To be honest, removing the intake and heads should be able to be done in under an hour. The intake has 10 bolts, heads 8, exhaust 8 and these are the hardest part, spark plugs, coolant drain, etc. The lifters are readily removable as they sit in a tray and are not down in the block like an old SBC. The rocker arms are on a shaft and no lash to worry about either.

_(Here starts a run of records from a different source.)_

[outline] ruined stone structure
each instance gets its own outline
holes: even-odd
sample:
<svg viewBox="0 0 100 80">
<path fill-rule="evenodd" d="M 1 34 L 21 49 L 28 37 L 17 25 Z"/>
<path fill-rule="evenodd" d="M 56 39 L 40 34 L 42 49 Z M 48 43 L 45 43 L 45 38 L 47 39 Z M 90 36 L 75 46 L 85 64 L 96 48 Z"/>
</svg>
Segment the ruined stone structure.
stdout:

The lifter issue has effected many vehicles, not just GM trucks. Mopar has had an issue as well. The 'bad' lifters are failing due to oil restrictions which is the basis of how the AFM works, reduced oil flow collapses the lifters and that reduces the number firing cylinders. These rigs run extremely low oil pressure to begin with to improve fuel economy. It takes a milli-second to have a lifter running on the cam without oil to have enough friction to cause a problem. The camshaft is hardened and the lifter roller surface is too but there is not enough mass in a lifter to absorb heat which leads to a surface failure.

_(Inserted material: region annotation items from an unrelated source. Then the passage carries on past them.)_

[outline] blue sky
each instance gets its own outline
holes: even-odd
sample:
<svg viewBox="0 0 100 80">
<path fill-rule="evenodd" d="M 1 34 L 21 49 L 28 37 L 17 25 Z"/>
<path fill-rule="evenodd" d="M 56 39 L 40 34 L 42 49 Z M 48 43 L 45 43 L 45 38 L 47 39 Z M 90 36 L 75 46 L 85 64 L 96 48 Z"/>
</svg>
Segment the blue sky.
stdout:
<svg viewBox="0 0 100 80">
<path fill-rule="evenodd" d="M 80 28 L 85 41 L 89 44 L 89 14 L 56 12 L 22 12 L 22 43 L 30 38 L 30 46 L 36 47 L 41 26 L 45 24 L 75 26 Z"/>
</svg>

Solution: Probably none for the average person who just takes the truck into a jiffy lube and spends as little as possible on an oil change. Then the guy that goes into Walmart and buys the cheapest oil and filter to do it himself. You have to use a high quality oil that is designed for our trucks. An oil that is going to provide protection at 15 to 20psi is night and day different than an oil that will protect at 50 psi. Oil filters are also extremely different. Every filter has a built in pressure bypass valve in them, meaning if you buy a cheap filter with a cheap or defective bypass, the oil will flow straight thru without being filtered. This valve is designed so that if the filter gets clogged, the engine will still get oil. a quality oil filter like WIX, Baldwin, Amsoil, etc have bypass valves in the 20-23psi range whereas the cheaper filters are in the 15 to 18psi range, so as the filter cleans the oil and removes contaminates the pressure builds up and the oil filter bypass stops filtering the oil. This is as important as the filter media which I can talk about all day. Go over to Bob the oil guys website and you can see countless pics of filters that have been cut open with crap filter media.
Sorry, I've rambled. I always run Baldwin or WIX oil filters with a Dexos or European spec rating in just a tad higher weight, 5w-40 instead of 5w-30. Its changed either at 5000 miles or when the oil life monitor gets below 20%, which ever is first. I live in Florida and the heat plays a role in this. My oil pressure is more stable, the engine is quieter and I even think my mpg improved a little. I also run about 2 oz of Marvel Mystery oil thru all my cars every other oil change. I think it eliminates any sludge inside. I also have a 3 turbo BMW's and a 2013 Z06 vette and run the same oils in all of them.